Johnny, books ... man, I've bought duplicates of books because I don't actually know what I've got. I get 'em from local used bookstores, but still, it's a waste and a bit of a letdown to come back and find that crapola, I've already got that book! :)

For the OP, yeah, it can make sense to put things down on paper or a spreadsheet to get your thoughts all organized. There really is a lot to take in. The best way for your brain to really make sense of it all though is to actually get your hands on something and try it out. Test-drive at a good store if you can, borrow if you can, and buy if you must. You might be surprised by where you end up... or to find out that what you started off with suits you very well after all!

Johnny.B.Good
01-31-2012, 03:47 PM
Johnny, books ... man, I've bought duplicates of books because I don't actually know what I've got. I get 'em from local used bookstores, but still, it's a waste and a bit of a letdown to come back and find that crapola, I've already got that book!

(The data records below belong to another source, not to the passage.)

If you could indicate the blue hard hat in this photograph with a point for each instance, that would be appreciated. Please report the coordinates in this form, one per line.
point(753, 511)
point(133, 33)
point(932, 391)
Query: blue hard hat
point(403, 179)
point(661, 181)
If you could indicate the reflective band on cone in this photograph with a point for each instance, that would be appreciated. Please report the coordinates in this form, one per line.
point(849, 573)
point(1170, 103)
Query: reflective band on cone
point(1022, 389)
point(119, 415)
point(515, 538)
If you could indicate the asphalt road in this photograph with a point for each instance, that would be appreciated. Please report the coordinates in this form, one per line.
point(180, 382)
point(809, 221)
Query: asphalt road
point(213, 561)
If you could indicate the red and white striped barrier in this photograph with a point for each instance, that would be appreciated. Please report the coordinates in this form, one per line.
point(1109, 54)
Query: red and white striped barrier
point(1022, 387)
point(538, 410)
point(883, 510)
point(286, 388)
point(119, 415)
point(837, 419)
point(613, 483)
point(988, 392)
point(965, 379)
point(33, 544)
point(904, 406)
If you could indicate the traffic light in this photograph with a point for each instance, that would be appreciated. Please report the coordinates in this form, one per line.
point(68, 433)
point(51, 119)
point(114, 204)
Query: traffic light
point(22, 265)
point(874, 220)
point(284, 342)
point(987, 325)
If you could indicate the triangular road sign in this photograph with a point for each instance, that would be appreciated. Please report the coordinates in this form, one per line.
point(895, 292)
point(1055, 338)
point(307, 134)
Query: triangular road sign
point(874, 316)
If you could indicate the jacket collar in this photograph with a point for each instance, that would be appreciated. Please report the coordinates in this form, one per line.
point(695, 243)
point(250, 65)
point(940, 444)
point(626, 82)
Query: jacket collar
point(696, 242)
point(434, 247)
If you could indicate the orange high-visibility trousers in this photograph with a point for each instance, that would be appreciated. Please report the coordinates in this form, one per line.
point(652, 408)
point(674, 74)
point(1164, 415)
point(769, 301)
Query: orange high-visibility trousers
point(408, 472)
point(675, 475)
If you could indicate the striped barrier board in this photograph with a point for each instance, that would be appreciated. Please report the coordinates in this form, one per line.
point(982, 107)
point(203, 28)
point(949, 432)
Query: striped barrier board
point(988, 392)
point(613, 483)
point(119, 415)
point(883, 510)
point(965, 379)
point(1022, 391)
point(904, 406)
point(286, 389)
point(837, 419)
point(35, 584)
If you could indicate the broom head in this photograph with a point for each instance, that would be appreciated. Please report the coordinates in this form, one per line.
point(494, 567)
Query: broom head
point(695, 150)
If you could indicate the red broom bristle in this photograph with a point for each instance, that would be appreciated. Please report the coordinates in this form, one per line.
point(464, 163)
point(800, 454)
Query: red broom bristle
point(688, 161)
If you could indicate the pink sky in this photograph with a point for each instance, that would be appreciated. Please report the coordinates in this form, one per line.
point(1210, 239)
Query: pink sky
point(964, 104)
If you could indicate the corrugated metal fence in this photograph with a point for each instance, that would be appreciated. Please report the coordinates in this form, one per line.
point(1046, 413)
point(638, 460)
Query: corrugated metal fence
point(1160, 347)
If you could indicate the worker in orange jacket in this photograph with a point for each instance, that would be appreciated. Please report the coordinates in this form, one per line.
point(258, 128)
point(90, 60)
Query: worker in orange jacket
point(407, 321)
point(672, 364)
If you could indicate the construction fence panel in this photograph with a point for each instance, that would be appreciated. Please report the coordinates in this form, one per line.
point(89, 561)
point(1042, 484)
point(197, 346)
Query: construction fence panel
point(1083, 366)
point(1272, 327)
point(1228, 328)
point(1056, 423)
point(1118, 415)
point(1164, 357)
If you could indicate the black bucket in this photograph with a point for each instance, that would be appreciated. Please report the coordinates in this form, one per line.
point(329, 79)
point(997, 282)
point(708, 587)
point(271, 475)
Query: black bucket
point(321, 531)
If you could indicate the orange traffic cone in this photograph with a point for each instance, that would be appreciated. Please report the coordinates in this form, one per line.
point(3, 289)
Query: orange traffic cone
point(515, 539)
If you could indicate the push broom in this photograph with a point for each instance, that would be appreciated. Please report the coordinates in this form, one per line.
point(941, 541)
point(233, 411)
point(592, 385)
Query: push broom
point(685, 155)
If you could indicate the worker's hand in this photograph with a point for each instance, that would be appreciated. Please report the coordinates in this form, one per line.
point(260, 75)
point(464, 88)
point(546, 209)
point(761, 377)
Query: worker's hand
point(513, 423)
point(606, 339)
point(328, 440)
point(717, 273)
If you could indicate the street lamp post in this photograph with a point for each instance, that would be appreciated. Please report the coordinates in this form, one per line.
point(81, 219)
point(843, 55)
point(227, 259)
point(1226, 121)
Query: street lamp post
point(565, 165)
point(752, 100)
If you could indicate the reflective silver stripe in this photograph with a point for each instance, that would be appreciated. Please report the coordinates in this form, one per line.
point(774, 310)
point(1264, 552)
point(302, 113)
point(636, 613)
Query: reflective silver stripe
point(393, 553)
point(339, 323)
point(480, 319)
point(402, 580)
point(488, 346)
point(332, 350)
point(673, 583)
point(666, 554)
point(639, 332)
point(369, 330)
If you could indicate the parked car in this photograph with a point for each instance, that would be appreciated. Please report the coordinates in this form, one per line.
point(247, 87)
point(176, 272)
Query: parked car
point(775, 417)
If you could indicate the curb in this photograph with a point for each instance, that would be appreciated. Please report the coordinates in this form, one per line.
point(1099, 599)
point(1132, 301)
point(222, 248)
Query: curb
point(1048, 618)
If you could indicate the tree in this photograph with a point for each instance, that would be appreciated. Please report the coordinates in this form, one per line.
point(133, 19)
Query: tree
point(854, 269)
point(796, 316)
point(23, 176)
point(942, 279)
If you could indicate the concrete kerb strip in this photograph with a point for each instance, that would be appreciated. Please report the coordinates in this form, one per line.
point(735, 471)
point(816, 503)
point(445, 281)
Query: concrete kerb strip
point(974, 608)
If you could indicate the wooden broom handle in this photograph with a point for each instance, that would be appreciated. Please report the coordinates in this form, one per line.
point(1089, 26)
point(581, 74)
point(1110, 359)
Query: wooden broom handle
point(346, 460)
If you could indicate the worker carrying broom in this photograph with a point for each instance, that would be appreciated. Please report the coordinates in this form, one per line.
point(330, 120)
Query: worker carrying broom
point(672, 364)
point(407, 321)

I think we have a lot in common. ;) It was having this happen to me a handful of times a year that finally motivated me to catalog my collection and stop the madness. Check out this site: http://www.librarything.com. There are many sites like it, but this is inexpensive and awfully well done. Now, when I'm tempted by something interested in a used books store (a relatively common occurrence), I quickly check to see whether I have it (or something close by searching a keyword) before buying. I am trying to buy less and read more. The same will be true with knives after this year: buy less and spend more time learning to sharpen properly.

OCD
02-01-2012, 09:37 PM
What a wealth of info. Holy Moly. I have SOOOoooo much reading to do!